Most large to medium-size cruise lines offer a wide variety of shore options, which vary greatly in price and can range from $10 for a glass-bottom boat tour to $250 for a scenic helicopter ride. Most tours have a limited number of spots and may sell out, so if you reserve late you may be left with options that are either undesirable or very expensive.
Clearly, the key to getting the most out of your shore excursion spending is to book early. With some major cruise lines such as Carnival and Radisson, you can only reserve an excursion once you board. Other lines such as Norwegian, Royal Caribbean, Holland America, and Princess, allow you to reserve shore excursions in advance through their websites—a major advantage.

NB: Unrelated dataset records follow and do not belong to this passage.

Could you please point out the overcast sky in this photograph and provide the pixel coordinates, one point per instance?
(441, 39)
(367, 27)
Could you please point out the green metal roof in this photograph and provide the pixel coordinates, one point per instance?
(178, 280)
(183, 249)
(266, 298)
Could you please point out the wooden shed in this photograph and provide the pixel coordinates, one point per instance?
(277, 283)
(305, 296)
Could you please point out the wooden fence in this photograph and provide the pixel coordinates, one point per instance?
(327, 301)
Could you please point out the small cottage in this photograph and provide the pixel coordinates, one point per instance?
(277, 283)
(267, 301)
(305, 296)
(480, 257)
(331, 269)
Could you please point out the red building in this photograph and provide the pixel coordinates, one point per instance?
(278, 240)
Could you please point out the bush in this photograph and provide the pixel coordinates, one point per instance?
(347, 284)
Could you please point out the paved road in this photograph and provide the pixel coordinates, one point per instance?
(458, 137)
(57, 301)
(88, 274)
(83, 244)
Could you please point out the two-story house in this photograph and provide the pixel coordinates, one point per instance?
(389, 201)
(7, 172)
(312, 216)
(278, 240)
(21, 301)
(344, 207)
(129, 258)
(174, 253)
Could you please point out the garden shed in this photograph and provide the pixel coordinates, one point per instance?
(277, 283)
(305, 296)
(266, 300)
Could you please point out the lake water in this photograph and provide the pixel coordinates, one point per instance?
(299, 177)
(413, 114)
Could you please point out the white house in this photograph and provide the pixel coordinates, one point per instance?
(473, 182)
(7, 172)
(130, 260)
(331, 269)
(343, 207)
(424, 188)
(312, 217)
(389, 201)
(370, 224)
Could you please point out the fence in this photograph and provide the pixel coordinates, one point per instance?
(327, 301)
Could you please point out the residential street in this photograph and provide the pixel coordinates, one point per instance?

Gratuities: Tipping policies vary greatly from one cruise line to another, so be sure to find out where gratuities are required so that you do not overtip. Several cruise lines, such as Holland America, Seabourn, Silversea, and Radission, include gratuities in the cruise fare and have a “tipping not required” policy onboard. Carnival, Norwegian, and Princess do not include tipping with the initial fare, but automatically add a daily tipping charge of around $10 per person to your shipboard account. Other cruise lines outline suggested tipping amounts for each service provided.
Finally, keep in mind that in addition to other gratuity charges, most cruise lines automatically add an extra 15-percent tip to all bar tabs.
- Food and beverages: Meals are almost always covered as part of your cruise fare; however, some ships, such as those operated by Royal Caribbean, have specialty restaurants that charge a per-person fee. Beverages including soft drinks, beer, wine, and hard liquor are almost always extra. Ask how much drinks costs before you order (those pretty tropical drinks cost more than you’d think), and remember the 15-percent automatic gratuity included with bar tabs.
- Salons and shopping: Onboard salon treatments and shopping are extra and expensive. To avoid inflated onboard prices, bring extra film, batteries, and other necessities with you. Before indulging in a pricey massage or a souvenir shopping spree, consider taking advantage of the many free activities and entertainment options onboard, such as gyms, classes, lectures, and shows, instead. That said, it’s ok to pamper yourself on a cruise, just be realistic about the prices.
As with all travel services, the listed price is only a base upon which many other expenses can be stacked. To really get the best value cruise, you’ll have to consider these extra costs when comparing cruises.